A local giveaway newspaper, The Berkeley Daily Planet, was predictably outraged, as were most of the Berkeley political establishment. Plans are now afoot to find a local public facility to name after Shirek. Even the normally sensible Chip Johnson, a columnist for the San Francisco Chronicle, thought that local values ought to hold sway in such a matter. I wrote Chip an email about his column, but haven't heard back yet, if ever.

But the Daily Planet, a paper which has steadily become more and more extreme in its leftism, couldn't resist running a glowing profile of the Marxist library, one which makes clear the library's unashamed commitment to Communism, a dogma and political system whose followers have slaughtered scores of millions of victims in the name of their power to "liberate" the masses. That anyone would defend this belief system is a testament to what the Catholic Church labels "invincible ignorance," a phrase I find coming to mind more often these days.

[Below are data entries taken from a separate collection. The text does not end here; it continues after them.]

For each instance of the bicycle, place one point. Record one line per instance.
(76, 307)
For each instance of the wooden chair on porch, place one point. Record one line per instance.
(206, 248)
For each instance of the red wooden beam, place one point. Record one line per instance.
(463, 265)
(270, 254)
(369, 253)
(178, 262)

Here are some excerpts from the Daily Planet profile of the library, with my comments interspersed:

At Niebyl-Proctor, Brezhnev is presented as a matinee idol, North Korea has the makings of a utopian society and heroes carry union cards and always fight for the working man.

Surely this is ironic. No? Read on.

"We're preserving the history of people who led valiant struggles and have just been erased," said the library's Executive Director Bob Patenaude. "We keep their memory alive."

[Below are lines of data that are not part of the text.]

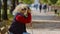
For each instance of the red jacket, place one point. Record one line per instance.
(22, 19)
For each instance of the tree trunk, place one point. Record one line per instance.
(0, 9)
(12, 5)
(4, 15)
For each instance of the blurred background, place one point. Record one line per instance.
(43, 12)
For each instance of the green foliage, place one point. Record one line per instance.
(27, 1)
(53, 1)
(45, 1)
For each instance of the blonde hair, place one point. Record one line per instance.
(19, 7)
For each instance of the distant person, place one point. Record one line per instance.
(36, 6)
(45, 8)
(40, 7)
(22, 18)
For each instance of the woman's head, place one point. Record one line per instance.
(22, 8)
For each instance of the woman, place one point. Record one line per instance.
(22, 17)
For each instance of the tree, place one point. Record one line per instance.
(0, 9)
(53, 1)
(4, 15)
(27, 1)
(12, 5)
(17, 2)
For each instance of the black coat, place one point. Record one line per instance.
(17, 27)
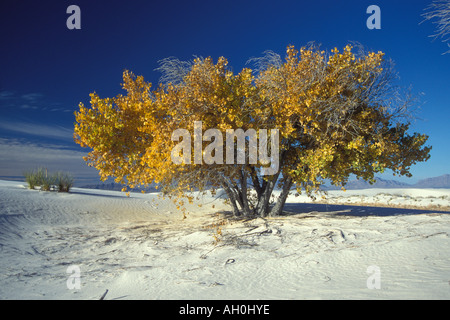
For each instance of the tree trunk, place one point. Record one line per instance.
(278, 208)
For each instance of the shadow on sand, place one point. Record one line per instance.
(352, 210)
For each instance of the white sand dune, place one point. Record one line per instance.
(138, 248)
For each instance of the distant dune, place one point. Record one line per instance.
(79, 244)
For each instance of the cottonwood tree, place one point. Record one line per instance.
(336, 114)
(439, 12)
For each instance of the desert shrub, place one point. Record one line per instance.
(39, 177)
(64, 181)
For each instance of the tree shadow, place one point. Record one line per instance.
(91, 193)
(352, 210)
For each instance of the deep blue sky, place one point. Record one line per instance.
(47, 69)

Niebyl-Proctor's holdings include about 15,000 books, more than 20,000 pamphlets and dozens of cardboard boxes filled with oral histories of progressive activists from the early 20th century.

So, what's the difference between a "progressive" and a "communist"?

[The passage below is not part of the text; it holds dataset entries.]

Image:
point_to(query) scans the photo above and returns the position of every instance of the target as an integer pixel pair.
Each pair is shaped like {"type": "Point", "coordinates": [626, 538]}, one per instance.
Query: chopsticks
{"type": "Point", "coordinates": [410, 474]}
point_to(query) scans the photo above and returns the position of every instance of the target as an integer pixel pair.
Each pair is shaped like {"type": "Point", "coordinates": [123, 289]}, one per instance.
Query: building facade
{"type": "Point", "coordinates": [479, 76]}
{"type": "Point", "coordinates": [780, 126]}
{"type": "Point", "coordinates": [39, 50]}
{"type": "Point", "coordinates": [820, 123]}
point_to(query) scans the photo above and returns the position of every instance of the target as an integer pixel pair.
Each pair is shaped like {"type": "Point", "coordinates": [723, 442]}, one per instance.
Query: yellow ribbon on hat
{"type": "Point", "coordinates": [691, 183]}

Pamphlets were a common tool of communist governments and their allies abroad to promote Marxist views across the globe, Patenaude said.

"Sure this is pure communist propaganda, but it was to counter U.S. propaganda, which is just as misleading and sometimes even more vile," he said.

This assertion seems to require no evidence. It certainly reveals a mindset.

Although Marxism might not be the potent political force it once was, its adherents across the country are organizing to save relics of past glories in hopes that a new golden era [emphasis added] might not be far away. There is a Marxist reading room in New York City, Patenaude said, and Marxist libraries were being planned in Sacramento and Chicago.

"I'm cautiously optimistic," said Patenaude. He argues that U.S. policies aren't sustainable and if the political tide turns, Niebyl-Proctor will be around to let people know about library's its roots.

"We're maintaining the history of our class," he said. "The working class and their fight against the bad guys."

Anyone still think the communist menace is a joke?